Recentemente, i ricercatori di cybersecurity hanno scoperto un significativo aumento delle attività di "mass scanning, brute force delle credenziali e tentativi di sfruttamento" originati da indirizzi IP associati a un servizio di hosting russo chiamato Proton66. Queste attività, rilevate dall'8 gennaio 2025, hanno preso di mira organizzazioni a livello globale, come riportato in un'analisi pubblicata da Trustwave SpiderLabs.

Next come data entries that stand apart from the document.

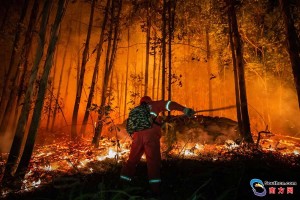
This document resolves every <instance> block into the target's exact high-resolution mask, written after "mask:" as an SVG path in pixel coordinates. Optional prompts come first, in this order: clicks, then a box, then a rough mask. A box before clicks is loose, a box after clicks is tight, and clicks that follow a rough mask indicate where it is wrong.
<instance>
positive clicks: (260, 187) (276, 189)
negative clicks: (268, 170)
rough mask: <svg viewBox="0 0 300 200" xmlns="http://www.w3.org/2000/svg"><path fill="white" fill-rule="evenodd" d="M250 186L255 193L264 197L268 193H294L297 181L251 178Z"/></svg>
mask: <svg viewBox="0 0 300 200" xmlns="http://www.w3.org/2000/svg"><path fill="white" fill-rule="evenodd" d="M250 186H251V188H252V191H253V193H254V195H256V196H258V197H264V196H266V195H267V194H268V195H272V196H273V195H288V196H289V195H294V194H295V193H294V191H295V190H294V188H295V187H297V182H296V181H262V180H261V179H257V178H254V179H251V180H250Z"/></svg>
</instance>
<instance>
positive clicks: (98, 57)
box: [80, 0, 110, 134]
mask: <svg viewBox="0 0 300 200" xmlns="http://www.w3.org/2000/svg"><path fill="white" fill-rule="evenodd" d="M109 7H110V0H107V1H106V6H105V11H104V18H103V22H102V27H101V33H100V35H99V43H98V47H97V57H96V63H95V67H94V72H93V77H92V83H91V89H90V93H89V97H88V101H87V105H86V109H85V113H84V117H83V122H82V126H81V130H80V133H81V134H84V133H85V130H86V125H87V122H88V117H89V114H90V107H91V105H92V100H93V97H94V93H95V86H96V80H97V77H98V72H99V64H100V58H101V53H102V48H103V43H104V35H105V34H104V33H105V29H106V23H107V18H108V9H109Z"/></svg>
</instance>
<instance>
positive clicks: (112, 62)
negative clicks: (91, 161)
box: [92, 0, 123, 147]
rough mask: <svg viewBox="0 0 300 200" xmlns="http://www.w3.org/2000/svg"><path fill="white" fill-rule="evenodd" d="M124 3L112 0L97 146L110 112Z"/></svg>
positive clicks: (103, 81)
mask: <svg viewBox="0 0 300 200" xmlns="http://www.w3.org/2000/svg"><path fill="white" fill-rule="evenodd" d="M122 3H123V2H122V0H118V1H112V5H111V11H110V13H111V16H110V29H109V33H108V37H109V38H108V44H107V51H106V60H105V69H104V78H103V82H102V94H101V103H100V110H99V111H98V118H97V125H96V128H95V134H94V137H93V140H92V144H93V145H94V146H95V147H98V146H99V139H100V135H101V132H102V128H103V120H104V116H105V115H107V114H108V113H107V112H109V110H108V109H109V107H107V106H106V99H107V89H108V84H109V79H110V76H111V72H112V68H113V65H114V61H115V57H116V52H117V45H118V36H119V23H120V15H121V10H122ZM117 8H118V9H117ZM116 10H117V14H116V16H115V14H114V13H115V11H116ZM112 38H113V39H112ZM111 40H113V44H111Z"/></svg>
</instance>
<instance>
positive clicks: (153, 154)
mask: <svg viewBox="0 0 300 200" xmlns="http://www.w3.org/2000/svg"><path fill="white" fill-rule="evenodd" d="M159 140H160V128H159V127H156V126H154V127H153V128H151V129H147V130H143V131H139V132H135V133H134V134H133V142H132V145H131V149H130V154H129V158H128V160H127V162H126V163H125V164H124V166H123V168H122V171H121V176H125V177H128V178H131V177H132V176H133V175H134V174H135V170H136V165H137V164H138V162H139V161H140V159H141V157H142V155H143V153H145V154H146V159H147V169H148V178H149V182H150V183H159V182H160V166H161V155H160V141H159Z"/></svg>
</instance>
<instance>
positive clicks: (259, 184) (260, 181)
mask: <svg viewBox="0 0 300 200" xmlns="http://www.w3.org/2000/svg"><path fill="white" fill-rule="evenodd" d="M250 186H251V188H252V191H253V193H254V194H255V195H256V196H258V197H264V196H266V194H267V190H266V188H265V186H264V183H263V182H262V180H260V179H257V178H254V179H252V180H251V181H250Z"/></svg>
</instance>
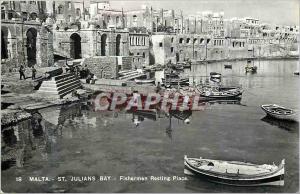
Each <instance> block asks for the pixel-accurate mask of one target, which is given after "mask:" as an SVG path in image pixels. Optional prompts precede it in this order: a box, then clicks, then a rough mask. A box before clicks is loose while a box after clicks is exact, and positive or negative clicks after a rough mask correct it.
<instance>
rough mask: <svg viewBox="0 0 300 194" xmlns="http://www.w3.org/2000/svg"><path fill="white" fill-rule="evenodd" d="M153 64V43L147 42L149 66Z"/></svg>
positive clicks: (153, 64)
mask: <svg viewBox="0 0 300 194" xmlns="http://www.w3.org/2000/svg"><path fill="white" fill-rule="evenodd" d="M154 64H155V57H154V51H153V43H152V41H151V40H150V41H149V65H154Z"/></svg>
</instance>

I blocchi di rete 45.135.232.0/24 e 45.140.17.0/24 sono stati particolarmente attivi in termini di scanning massivo e tentativi di brute force. Alcuni degli indirizzi IP coinvolti non erano stati precedentemente segnalati come parte di attività malevole o erano inattivi da oltre due anni. Il sistema autonomo russo Proton66 è valutato come collegato a un altro sistema autonomo chiamato PROSPERO, con connessioni a servizi bulletproof commercializzati su forum di cybercrime russi sotto i nomi Securehost e BEARHOST.

Diversi gruppi di malware, tra cui GootLoader e SpyNote, hanno ospitato i loro server di comando e controllo e pagine di phishing su Proton66. A febbraio, il giornalista di sicurezza Brian Krebs ha rivelato che Prospero ha iniziato a indirizzare le sue operazioni attraverso reti gestite dal venditore di antivirus russo Kaspersky Lab. Tuttavia, Kaspersky ha negato qualsiasi collaborazione con Prospero, affermando che il routing attraverso le loro reti non implica necessariamente la fornitura dei servizi dell'azienda.

L'analisi di Trustwave ha rilevato che le richieste malevole provenienti da uno dei blocchi di rete di Proton66 (193.143.1[.]65) a febbraio 2025 hanno tentato di sfruttare alcune delle vulnerabilità critiche più recenti. Tra queste, la CVE-2025-0108, una vulnerabilità di bypass dell'autenticazione nel software PAN-OS di Palo Alto Networks, e la CVE-2024-41713, un'insufficiente validazione degli input nel componente NuPoint Unified Messaging di Mitel MiCollab.

È importante notare che lo sfruttamento delle due vulnerabilità di Fortinet FortiOS è stato attribuito a un broker di accesso iniziale chiamato Mora_001, osservato nel distribuire una nuova variante di ransomware chiamata SuperBlack. Inoltre, sono state osservate diverse campagne di malware legate a Proton66, progettate per distribuire famiglie di malware come XWorm, StrelaStealer e un ransomware chiamato WeaXor.

Un'altra attività significativa riguarda l'uso di siti web WordPress compromessi, associati all'indirizzo IP "91.212.166[.]21" di Proton66, per reindirizzare gli utenti di dispositivi Android a pagine di phishing che imitano le liste di app di Google Play, inducendoli a scaricare file APK malevoli. Gli script di reindirizzamento sono offuscati e verificano la presenza di crawler e utenti VPN o proxy.

Infine, è stato osservato che i dispositivi legati a Proton66 facilitano campagne di phishing, indirizzando utenti di lingua tedesca a comunicare con indirizzi IP specifici per il comando e controllo. Le organizzazioni sono quindi consigliate di bloccare tutti gli intervalli CIDR associati a Proton66 per neutralizzare potenziali minacce.